I mean like the criminal kind.
In the past, I have been what laymen commonly refer to as a “Goody-Two Shoes.” Or, as my more technical-speaking sister called me, a “Goody-Goody.” (I never saw the insult in this statement, which is a defining characteristic of the Goody-Two Shoes species.)
But, as I’ve said before, college changes you.
It gives rise to crimes of desperation. Sheer desperation.
I mean, there’s no thrill or glamour in stealing toilet paper.
Sometimes, it’s just kind of necessary.
Coming out of class today, I saw my friend, Lydia. I ran up behind her and tapped her on the shoulder.
“Hi,” she said, taking out her earphones. “I’m going to the PAC to steal some toilet paper.”
That’s the thing about Lydia. It doesn’t matter whether she is watching Netflix or planning murder. She will tell you exactly what she is doing in the same frank, outright manner.
“Oh.” I looked up at the building. “I’ll go with you.” We live in the same dorm building. I figured we could walk back together after stealing a roll or two.
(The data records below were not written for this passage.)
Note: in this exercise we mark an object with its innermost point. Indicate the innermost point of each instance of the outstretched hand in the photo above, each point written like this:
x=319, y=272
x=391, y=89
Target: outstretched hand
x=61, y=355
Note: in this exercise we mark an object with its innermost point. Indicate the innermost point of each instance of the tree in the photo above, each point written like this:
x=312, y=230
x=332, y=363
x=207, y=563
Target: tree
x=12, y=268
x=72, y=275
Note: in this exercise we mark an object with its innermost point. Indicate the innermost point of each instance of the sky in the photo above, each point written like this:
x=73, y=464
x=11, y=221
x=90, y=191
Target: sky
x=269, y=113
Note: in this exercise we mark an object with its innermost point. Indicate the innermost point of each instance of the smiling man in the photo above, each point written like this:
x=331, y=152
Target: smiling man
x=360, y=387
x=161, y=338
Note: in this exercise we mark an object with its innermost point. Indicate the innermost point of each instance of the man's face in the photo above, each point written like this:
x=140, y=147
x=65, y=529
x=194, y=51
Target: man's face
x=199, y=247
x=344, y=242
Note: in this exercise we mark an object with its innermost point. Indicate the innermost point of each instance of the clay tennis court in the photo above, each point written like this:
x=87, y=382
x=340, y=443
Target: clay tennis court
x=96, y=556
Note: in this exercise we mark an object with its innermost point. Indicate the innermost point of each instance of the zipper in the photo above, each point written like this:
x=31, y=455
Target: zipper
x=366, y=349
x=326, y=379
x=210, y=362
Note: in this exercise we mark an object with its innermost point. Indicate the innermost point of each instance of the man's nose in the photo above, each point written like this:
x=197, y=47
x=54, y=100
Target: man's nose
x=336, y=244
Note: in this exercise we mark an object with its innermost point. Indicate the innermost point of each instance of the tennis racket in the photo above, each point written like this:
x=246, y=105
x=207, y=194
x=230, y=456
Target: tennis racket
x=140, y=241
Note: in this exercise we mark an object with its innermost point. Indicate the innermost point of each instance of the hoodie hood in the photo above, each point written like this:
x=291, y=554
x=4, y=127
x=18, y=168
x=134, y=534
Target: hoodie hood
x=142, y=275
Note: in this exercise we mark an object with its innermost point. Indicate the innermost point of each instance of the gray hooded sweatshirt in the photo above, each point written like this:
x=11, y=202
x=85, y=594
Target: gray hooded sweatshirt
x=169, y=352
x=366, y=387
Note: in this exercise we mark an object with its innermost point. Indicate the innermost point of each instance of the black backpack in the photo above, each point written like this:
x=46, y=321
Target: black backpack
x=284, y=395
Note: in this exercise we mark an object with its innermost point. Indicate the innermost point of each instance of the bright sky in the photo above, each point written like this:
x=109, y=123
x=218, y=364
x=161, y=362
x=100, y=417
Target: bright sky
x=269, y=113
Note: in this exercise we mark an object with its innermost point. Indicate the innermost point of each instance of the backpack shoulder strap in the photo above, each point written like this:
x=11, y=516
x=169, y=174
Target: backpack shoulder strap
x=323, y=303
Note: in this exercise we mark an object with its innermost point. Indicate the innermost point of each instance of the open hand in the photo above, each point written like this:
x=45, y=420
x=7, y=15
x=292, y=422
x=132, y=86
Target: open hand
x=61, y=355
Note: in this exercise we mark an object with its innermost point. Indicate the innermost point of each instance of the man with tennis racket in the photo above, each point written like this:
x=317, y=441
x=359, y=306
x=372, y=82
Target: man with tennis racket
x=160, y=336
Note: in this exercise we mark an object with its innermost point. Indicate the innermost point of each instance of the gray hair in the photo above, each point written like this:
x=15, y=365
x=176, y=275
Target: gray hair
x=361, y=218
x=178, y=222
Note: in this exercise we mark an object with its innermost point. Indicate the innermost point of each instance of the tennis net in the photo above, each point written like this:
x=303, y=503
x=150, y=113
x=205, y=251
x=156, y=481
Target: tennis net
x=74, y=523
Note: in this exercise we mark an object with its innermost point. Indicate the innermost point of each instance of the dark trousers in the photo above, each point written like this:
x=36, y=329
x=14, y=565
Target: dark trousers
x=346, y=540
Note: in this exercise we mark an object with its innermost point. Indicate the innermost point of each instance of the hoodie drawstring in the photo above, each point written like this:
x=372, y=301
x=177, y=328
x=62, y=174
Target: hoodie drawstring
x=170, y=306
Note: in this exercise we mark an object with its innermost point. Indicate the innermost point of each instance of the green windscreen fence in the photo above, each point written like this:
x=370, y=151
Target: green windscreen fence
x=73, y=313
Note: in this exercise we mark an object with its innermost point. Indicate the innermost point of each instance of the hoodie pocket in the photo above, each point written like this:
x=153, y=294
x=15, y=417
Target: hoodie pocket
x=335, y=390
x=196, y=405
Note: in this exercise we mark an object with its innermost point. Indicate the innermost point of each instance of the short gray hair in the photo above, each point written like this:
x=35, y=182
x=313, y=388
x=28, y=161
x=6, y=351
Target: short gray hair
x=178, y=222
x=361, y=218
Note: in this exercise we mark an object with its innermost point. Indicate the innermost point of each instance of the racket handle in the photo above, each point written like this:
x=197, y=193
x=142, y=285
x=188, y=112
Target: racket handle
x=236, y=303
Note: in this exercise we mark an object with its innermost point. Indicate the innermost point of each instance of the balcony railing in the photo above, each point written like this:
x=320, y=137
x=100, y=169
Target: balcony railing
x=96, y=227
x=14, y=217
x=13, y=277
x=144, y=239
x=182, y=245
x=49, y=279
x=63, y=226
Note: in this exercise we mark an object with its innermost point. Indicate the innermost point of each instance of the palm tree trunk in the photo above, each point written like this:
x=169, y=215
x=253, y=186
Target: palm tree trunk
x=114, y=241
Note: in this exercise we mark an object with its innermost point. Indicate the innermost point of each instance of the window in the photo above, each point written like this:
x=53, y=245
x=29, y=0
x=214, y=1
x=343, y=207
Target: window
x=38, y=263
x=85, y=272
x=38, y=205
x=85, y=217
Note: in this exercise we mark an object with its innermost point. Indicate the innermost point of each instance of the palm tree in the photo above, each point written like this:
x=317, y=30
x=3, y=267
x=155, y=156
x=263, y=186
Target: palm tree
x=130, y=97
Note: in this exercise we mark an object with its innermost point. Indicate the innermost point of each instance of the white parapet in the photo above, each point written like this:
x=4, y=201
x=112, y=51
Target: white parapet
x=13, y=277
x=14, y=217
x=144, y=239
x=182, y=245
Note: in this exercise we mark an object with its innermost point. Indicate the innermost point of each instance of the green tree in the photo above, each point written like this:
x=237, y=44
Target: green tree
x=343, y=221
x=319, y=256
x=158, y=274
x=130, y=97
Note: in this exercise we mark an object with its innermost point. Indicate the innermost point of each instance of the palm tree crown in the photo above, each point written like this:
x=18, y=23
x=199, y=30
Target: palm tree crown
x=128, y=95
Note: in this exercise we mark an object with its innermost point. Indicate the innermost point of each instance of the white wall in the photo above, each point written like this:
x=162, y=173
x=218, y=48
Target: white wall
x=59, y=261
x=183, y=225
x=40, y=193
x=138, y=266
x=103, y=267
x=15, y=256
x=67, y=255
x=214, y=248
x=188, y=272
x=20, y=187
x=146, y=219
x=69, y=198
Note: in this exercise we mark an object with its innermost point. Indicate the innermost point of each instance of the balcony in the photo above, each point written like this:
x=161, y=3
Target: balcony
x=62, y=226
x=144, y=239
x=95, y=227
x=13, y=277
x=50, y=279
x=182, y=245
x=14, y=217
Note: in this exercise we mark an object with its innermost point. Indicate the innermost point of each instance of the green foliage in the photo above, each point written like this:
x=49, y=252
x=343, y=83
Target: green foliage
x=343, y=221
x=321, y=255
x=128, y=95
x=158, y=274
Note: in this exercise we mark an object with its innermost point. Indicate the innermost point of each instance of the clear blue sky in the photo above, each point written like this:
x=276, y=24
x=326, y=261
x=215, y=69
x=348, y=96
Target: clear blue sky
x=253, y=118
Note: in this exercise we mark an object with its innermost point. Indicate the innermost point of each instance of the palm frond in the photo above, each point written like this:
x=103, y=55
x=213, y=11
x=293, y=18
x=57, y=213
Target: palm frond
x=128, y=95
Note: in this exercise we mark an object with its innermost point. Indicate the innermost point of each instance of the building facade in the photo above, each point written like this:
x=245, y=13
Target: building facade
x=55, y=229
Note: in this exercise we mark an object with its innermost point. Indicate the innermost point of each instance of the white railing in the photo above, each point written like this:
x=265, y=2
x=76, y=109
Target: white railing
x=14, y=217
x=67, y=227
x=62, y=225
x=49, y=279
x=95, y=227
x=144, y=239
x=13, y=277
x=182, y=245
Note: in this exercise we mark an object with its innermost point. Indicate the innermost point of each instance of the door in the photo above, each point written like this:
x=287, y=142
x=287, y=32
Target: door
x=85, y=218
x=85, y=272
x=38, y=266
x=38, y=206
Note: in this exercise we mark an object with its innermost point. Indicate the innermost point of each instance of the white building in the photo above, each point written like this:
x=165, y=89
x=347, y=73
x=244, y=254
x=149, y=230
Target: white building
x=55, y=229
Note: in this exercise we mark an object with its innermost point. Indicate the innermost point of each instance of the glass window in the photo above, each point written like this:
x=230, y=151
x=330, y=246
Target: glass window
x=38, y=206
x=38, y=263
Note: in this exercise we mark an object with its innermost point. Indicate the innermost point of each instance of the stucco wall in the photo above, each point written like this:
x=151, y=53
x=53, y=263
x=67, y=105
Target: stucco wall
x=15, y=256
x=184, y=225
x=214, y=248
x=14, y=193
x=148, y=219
But Lydia was a woman on a mission.
We went to. Every. Single. Bathroom. In. The. Building.
It isn’t actually that dramatic. There are only three bathrooms, all on the same floor.
And we walked away with only one roll.
My roommate did the same thing once, when we were out of toilet paper. And, to be completely honest, I have, too. (Fine. I’ve been an accessory twice and perpetrator once.)
Still, if the punishment fits the crime, I cannot imagine we would have a harsh sentence.
It reminds me of a case in New York where a man was found guilty of stealing a loaf of bread. The judge fined everyone in the courtroom for living in a city where a man had to steal a loaf of bread, then gave the collected money to the man.
Though, thankfully, we’re not starving. Thanks to mandatory, pre-paid meal plans, we feast like kings on greasy cafeteria food.
We just need something to clean up with.